A Light That Never Goes Out: The Enduring Saga of the Smiths by Tony Fletcher

My rating: 5 of 5 stars

For a long time fan of The Smiths, and the post-punk 80’s in general, this was a thoroughly enjoyable read. Fletcher’s prose is tight, concise, very elegant at times and very witty, which made it an experience in form as well as content. Some reviewers have stated that Fletcher buries his story underneath “endless minutia”. If you are a true music fan, there is no “minutia” here. The author is just very careful to examine how The Smiths, but most notably Morrissey and Johnny Marr, fit into the Mancunian panoplia of bands emerging in the late 70’s/early 80’s.

And THAT, to me at least, was priceless.

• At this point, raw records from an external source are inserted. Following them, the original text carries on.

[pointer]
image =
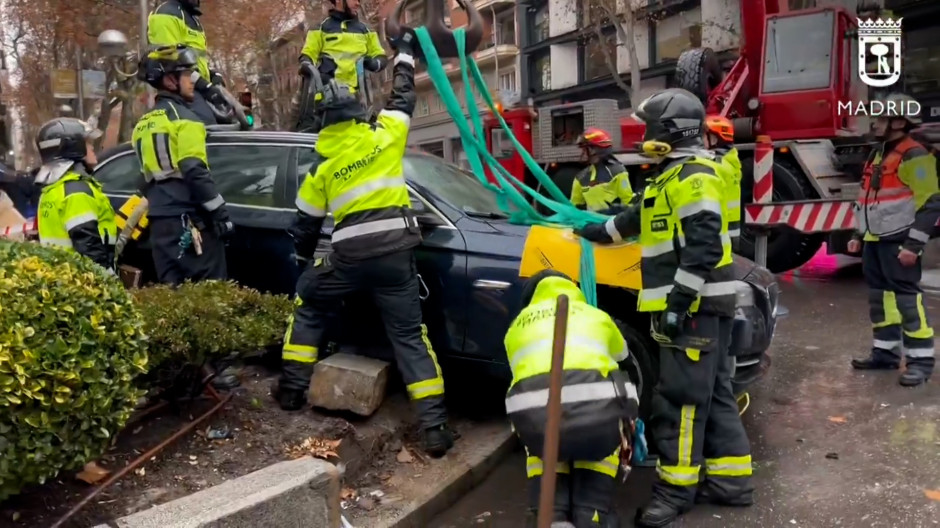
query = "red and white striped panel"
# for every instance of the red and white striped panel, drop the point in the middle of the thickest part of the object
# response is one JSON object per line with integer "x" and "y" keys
{"x": 807, "y": 217}
{"x": 29, "y": 228}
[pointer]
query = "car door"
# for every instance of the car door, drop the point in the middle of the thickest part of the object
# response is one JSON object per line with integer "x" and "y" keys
{"x": 252, "y": 177}
{"x": 441, "y": 260}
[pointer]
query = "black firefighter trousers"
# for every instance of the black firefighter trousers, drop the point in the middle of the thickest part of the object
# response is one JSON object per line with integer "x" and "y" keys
{"x": 896, "y": 307}
{"x": 173, "y": 264}
{"x": 695, "y": 419}
{"x": 393, "y": 281}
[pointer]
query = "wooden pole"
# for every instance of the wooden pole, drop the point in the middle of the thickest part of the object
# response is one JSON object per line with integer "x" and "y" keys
{"x": 553, "y": 420}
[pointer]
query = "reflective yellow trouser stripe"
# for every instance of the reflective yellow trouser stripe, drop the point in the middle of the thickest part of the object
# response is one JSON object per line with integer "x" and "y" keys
{"x": 608, "y": 466}
{"x": 889, "y": 307}
{"x": 924, "y": 330}
{"x": 429, "y": 387}
{"x": 737, "y": 466}
{"x": 683, "y": 473}
{"x": 293, "y": 351}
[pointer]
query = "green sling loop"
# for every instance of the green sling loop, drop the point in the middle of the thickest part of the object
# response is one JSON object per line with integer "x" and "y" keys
{"x": 507, "y": 190}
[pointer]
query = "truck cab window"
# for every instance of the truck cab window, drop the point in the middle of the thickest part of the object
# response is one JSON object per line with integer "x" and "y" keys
{"x": 799, "y": 52}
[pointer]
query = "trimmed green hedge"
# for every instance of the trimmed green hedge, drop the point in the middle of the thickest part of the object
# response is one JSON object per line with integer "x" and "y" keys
{"x": 71, "y": 344}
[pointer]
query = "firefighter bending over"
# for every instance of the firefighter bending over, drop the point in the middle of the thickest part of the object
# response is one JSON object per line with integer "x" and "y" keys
{"x": 688, "y": 290}
{"x": 895, "y": 215}
{"x": 591, "y": 428}
{"x": 360, "y": 182}
{"x": 186, "y": 211}
{"x": 73, "y": 213}
{"x": 177, "y": 22}
{"x": 719, "y": 137}
{"x": 605, "y": 182}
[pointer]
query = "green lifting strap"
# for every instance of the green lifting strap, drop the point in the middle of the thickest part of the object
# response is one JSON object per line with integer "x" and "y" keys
{"x": 507, "y": 190}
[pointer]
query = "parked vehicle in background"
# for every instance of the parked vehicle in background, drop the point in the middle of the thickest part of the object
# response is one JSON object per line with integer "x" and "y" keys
{"x": 469, "y": 260}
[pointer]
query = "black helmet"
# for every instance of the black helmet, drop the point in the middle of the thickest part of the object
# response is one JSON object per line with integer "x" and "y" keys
{"x": 64, "y": 139}
{"x": 528, "y": 290}
{"x": 165, "y": 60}
{"x": 674, "y": 117}
{"x": 337, "y": 103}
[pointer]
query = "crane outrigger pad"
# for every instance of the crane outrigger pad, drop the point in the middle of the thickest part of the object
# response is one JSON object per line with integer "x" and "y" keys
{"x": 441, "y": 35}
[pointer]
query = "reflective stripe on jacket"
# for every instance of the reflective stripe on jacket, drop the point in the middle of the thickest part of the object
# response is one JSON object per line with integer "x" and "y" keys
{"x": 361, "y": 183}
{"x": 601, "y": 185}
{"x": 75, "y": 214}
{"x": 905, "y": 203}
{"x": 684, "y": 238}
{"x": 171, "y": 24}
{"x": 345, "y": 40}
{"x": 170, "y": 143}
{"x": 595, "y": 396}
{"x": 731, "y": 175}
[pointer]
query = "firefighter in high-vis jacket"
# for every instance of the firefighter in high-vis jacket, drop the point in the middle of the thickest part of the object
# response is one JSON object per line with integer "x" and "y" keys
{"x": 177, "y": 22}
{"x": 360, "y": 182}
{"x": 688, "y": 290}
{"x": 719, "y": 137}
{"x": 74, "y": 212}
{"x": 597, "y": 400}
{"x": 604, "y": 182}
{"x": 895, "y": 214}
{"x": 187, "y": 214}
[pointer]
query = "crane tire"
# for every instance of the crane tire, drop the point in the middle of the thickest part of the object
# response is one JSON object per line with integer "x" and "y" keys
{"x": 787, "y": 249}
{"x": 699, "y": 72}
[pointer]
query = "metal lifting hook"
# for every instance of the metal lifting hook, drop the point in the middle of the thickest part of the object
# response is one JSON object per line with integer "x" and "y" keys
{"x": 441, "y": 35}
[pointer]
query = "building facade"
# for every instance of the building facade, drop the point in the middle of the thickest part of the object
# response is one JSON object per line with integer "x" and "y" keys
{"x": 432, "y": 128}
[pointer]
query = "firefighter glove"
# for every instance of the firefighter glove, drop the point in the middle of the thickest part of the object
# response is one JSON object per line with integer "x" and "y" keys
{"x": 371, "y": 64}
{"x": 670, "y": 323}
{"x": 596, "y": 232}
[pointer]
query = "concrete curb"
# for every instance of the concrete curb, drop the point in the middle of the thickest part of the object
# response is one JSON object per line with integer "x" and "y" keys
{"x": 302, "y": 493}
{"x": 479, "y": 466}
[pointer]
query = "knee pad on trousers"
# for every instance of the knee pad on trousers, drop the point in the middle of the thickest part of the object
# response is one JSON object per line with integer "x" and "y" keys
{"x": 591, "y": 518}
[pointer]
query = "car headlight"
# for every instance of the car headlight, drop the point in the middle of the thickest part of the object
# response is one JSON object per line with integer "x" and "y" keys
{"x": 744, "y": 294}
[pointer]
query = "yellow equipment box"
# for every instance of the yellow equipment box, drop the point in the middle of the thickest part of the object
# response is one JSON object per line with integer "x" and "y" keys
{"x": 126, "y": 210}
{"x": 559, "y": 248}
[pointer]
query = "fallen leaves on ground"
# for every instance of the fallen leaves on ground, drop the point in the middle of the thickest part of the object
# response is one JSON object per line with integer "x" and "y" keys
{"x": 404, "y": 456}
{"x": 92, "y": 473}
{"x": 315, "y": 447}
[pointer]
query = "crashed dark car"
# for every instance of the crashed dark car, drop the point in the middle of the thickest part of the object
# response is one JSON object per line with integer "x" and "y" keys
{"x": 469, "y": 260}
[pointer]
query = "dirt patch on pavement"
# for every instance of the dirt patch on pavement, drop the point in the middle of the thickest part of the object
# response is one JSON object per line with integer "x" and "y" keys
{"x": 249, "y": 433}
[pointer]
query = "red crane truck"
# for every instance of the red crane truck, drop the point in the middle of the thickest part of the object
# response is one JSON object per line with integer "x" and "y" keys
{"x": 794, "y": 68}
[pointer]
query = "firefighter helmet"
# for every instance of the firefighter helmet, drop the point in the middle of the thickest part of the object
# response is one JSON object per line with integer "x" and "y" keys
{"x": 164, "y": 61}
{"x": 720, "y": 127}
{"x": 64, "y": 139}
{"x": 673, "y": 117}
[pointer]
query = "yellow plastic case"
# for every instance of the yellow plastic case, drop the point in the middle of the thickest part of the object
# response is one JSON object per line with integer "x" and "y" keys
{"x": 127, "y": 209}
{"x": 559, "y": 248}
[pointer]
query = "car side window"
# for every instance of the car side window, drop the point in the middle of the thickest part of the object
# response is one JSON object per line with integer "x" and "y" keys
{"x": 247, "y": 174}
{"x": 120, "y": 173}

As a whole, Fletcher’s story gave me a new appreciation for Johnny Marr’s genius, drive and self-sacrifice, and kindled a strange loathing for Mozz’s irresponsibility, feeble-spiritedness and cowardice masquerading as artistic panache. I still love him, though. As an outro, I have to say that my favorite parts are when Fletcher fleshes out each song’s genesis, revealing contexts and creative processes of great interest… most notably, the cryptic, hypnotic, and unbearably intense “I Won’t Share You”.